Et ils demandent à venir vivre chez nous.

Ils disent que le toit de la petite maison fuit, répondit Fiodor en mélangeant la salade.

— Et toi, qu’est-ce que tu en penses ?

Fiodor se tourna vers sa femme.

Dans ses yeux, il n’y avait pas de pitié, seulement la résolution de quelqu’un qui avait un jour coupé la gangrène pour survivre.

— Je pense que chacun reçoit ce qu’il mérite.

Ils voulaient nous prendre notre maison.

Maintenant, ils n’ont plus la leur.

Lidia s’approcha de son mari et l’enlaça par-derrière.

Elle se souvenait de ce jour-là, de sa rage.

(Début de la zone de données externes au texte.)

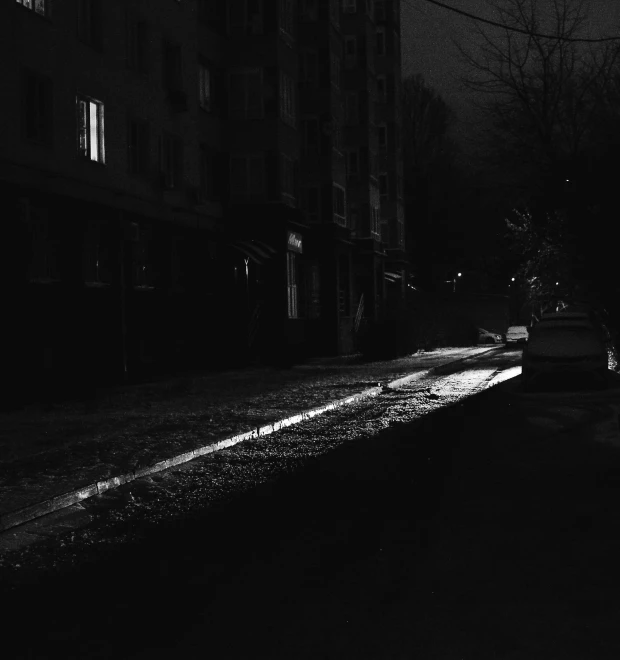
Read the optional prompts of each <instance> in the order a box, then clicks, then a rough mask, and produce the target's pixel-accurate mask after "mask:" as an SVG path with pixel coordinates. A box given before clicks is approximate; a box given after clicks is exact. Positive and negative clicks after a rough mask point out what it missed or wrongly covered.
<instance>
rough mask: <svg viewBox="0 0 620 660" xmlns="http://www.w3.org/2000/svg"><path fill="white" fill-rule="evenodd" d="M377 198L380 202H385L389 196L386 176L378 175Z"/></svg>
mask: <svg viewBox="0 0 620 660" xmlns="http://www.w3.org/2000/svg"><path fill="white" fill-rule="evenodd" d="M379 196H380V197H381V199H382V200H387V198H388V196H389V190H388V175H387V174H379Z"/></svg>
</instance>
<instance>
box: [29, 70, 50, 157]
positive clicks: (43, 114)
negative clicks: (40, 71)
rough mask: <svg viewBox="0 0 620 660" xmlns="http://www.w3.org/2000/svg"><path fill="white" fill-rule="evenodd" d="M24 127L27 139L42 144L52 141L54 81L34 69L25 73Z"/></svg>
mask: <svg viewBox="0 0 620 660" xmlns="http://www.w3.org/2000/svg"><path fill="white" fill-rule="evenodd" d="M22 80H23V112H22V127H23V136H24V138H25V139H27V140H30V141H32V142H38V143H40V144H47V145H50V144H51V143H52V124H53V103H52V81H51V80H50V79H49V78H48V77H47V76H41V75H39V74H38V73H35V72H34V71H24V73H23V78H22Z"/></svg>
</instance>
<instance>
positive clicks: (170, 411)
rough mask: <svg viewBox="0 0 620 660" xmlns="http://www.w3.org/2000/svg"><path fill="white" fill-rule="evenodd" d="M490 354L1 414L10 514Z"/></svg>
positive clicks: (249, 376)
mask: <svg viewBox="0 0 620 660" xmlns="http://www.w3.org/2000/svg"><path fill="white" fill-rule="evenodd" d="M486 351H488V347H478V348H476V347H474V348H444V349H439V350H437V351H433V352H430V353H422V354H416V355H413V356H409V357H405V358H401V359H398V360H390V361H381V362H371V363H351V362H350V361H346V360H345V361H343V362H342V363H341V364H338V363H332V364H309V365H301V366H297V367H294V368H293V369H290V370H276V369H244V370H240V371H231V372H227V373H223V374H204V373H203V374H194V375H190V376H184V377H179V378H175V379H172V380H169V381H164V382H160V383H153V384H149V385H142V386H134V387H126V388H116V389H110V390H106V391H100V392H99V393H98V396H97V397H91V398H89V399H85V400H83V401H71V402H65V403H59V404H54V405H48V406H30V407H28V408H27V409H25V410H22V411H17V412H14V413H11V414H5V415H2V416H0V513H6V512H11V511H15V510H18V509H21V508H24V507H26V506H29V505H32V504H36V503H37V502H41V501H43V500H45V499H48V498H50V497H54V496H56V495H61V494H63V493H65V492H68V491H70V490H73V489H75V488H78V487H80V486H87V485H89V484H91V483H94V482H95V481H98V480H101V479H106V478H109V477H112V476H116V475H119V474H123V473H126V472H129V471H132V470H135V469H138V468H141V467H146V466H149V465H152V464H154V463H156V462H158V461H161V460H164V459H166V458H170V457H172V456H176V455H178V454H181V453H183V452H186V451H190V450H192V449H197V448H198V447H202V446H204V445H208V444H210V443H213V442H217V441H218V440H222V439H224V438H227V437H230V436H232V435H235V434H237V433H243V432H246V431H249V430H251V429H252V428H256V427H257V426H260V425H263V424H267V423H269V422H274V421H277V420H279V419H282V418H283V417H287V416H289V415H293V414H296V413H299V412H301V411H302V410H307V409H309V408H313V407H317V406H320V405H324V404H326V403H328V402H330V401H333V400H335V399H341V398H345V397H347V396H350V395H351V394H355V393H357V392H361V391H363V390H365V389H368V388H370V387H373V386H376V385H377V384H379V383H385V382H389V381H391V380H394V379H396V378H399V377H401V376H405V375H408V374H411V373H415V372H423V371H425V370H427V369H429V368H431V367H433V366H436V365H438V364H443V363H445V362H449V361H451V360H457V359H459V358H462V357H465V356H469V355H476V354H478V353H481V352H482V353H484V352H486Z"/></svg>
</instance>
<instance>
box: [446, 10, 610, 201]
mask: <svg viewBox="0 0 620 660" xmlns="http://www.w3.org/2000/svg"><path fill="white" fill-rule="evenodd" d="M487 1H488V3H489V5H490V6H491V7H492V8H493V9H494V10H495V11H496V12H497V15H498V16H499V20H498V22H499V23H501V24H503V25H505V26H506V27H505V28H488V27H483V26H480V25H478V24H476V25H475V26H474V31H475V33H476V35H477V41H478V43H479V45H478V47H477V48H474V49H471V48H470V49H468V48H466V47H464V46H463V45H460V44H457V47H458V49H459V51H460V53H461V56H462V59H463V61H464V62H465V63H466V64H467V66H468V69H469V74H468V75H467V76H466V77H465V78H464V80H463V82H464V84H465V85H466V86H467V87H468V88H469V89H470V90H472V91H474V92H476V94H477V96H478V99H479V101H478V107H479V109H480V111H481V117H482V118H483V121H484V123H485V133H486V136H487V138H488V140H487V144H486V148H485V150H484V154H485V159H486V160H487V163H491V164H492V165H493V167H496V166H497V164H498V163H501V164H502V166H503V172H504V173H505V175H506V179H505V184H506V185H507V187H510V186H511V183H512V186H513V188H514V190H515V191H518V192H517V194H516V195H515V200H516V201H523V198H524V197H525V198H527V197H528V195H532V194H538V196H539V197H540V196H541V195H542V197H543V198H544V199H545V201H546V204H545V208H544V211H545V214H546V213H547V212H549V211H553V210H554V206H555V203H556V200H557V197H558V196H561V195H562V193H563V192H564V191H563V188H562V186H558V185H557V184H558V183H561V182H562V181H565V179H566V176H565V174H566V172H567V171H569V170H570V162H571V161H572V160H574V159H575V158H576V157H578V156H579V155H580V153H581V152H582V150H583V149H584V148H585V147H586V146H587V144H588V142H589V138H590V133H591V130H592V127H593V126H594V119H595V117H596V115H597V113H598V112H600V110H601V106H602V104H603V103H604V99H605V96H606V90H607V89H608V87H609V86H610V85H612V84H613V82H614V73H615V72H616V70H617V60H618V53H619V49H618V44H617V43H616V42H611V41H609V42H601V43H596V44H592V43H585V42H580V41H575V40H576V39H579V38H580V37H583V36H584V34H585V28H586V26H587V19H588V15H587V11H586V8H585V4H584V2H583V0H487Z"/></svg>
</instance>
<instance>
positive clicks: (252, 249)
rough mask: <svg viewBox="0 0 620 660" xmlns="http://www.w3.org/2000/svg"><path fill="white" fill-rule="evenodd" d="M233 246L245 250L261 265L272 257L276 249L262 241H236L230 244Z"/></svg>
mask: <svg viewBox="0 0 620 660" xmlns="http://www.w3.org/2000/svg"><path fill="white" fill-rule="evenodd" d="M230 245H231V247H233V248H235V249H236V250H239V251H240V252H243V254H245V255H246V257H249V258H250V259H251V260H252V261H253V262H254V263H256V264H258V265H259V266H261V265H262V264H264V263H265V261H267V260H268V259H270V258H271V257H272V256H273V255H274V254H275V253H276V251H275V250H274V249H273V248H272V247H271V246H270V245H267V244H266V243H263V242H262V241H236V242H235V243H231V244H230Z"/></svg>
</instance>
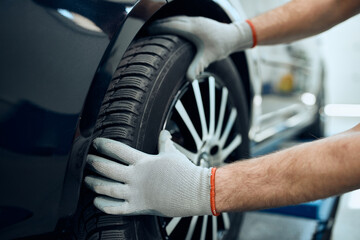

C’est précisément alors, au milieu de l’hystérie et du chaos, qu’ils étaient devenus une vraie famille.

Ce n’est pas la docilité qui les avait sauvés, mais les dents qu’ils avaient montrées.

— Tu as raison, dit-elle.

Qu’ils apprennent à vivre avec une retraite.

Après tout, ils voulaient « commencer petit pour apprécier ce qu’on a ».

Leur rêve s’est réalisé.

Quelque part, loin, dans un village de datchas glacé, Alla Sergueïevna essayait d’allumer du bois humide dans le poêle, maudissant sa belle-fille, son fils et le monde entier, sans comprendre que c’était elle-même qui avait jeté l’allumette dans le brasier de son malheur.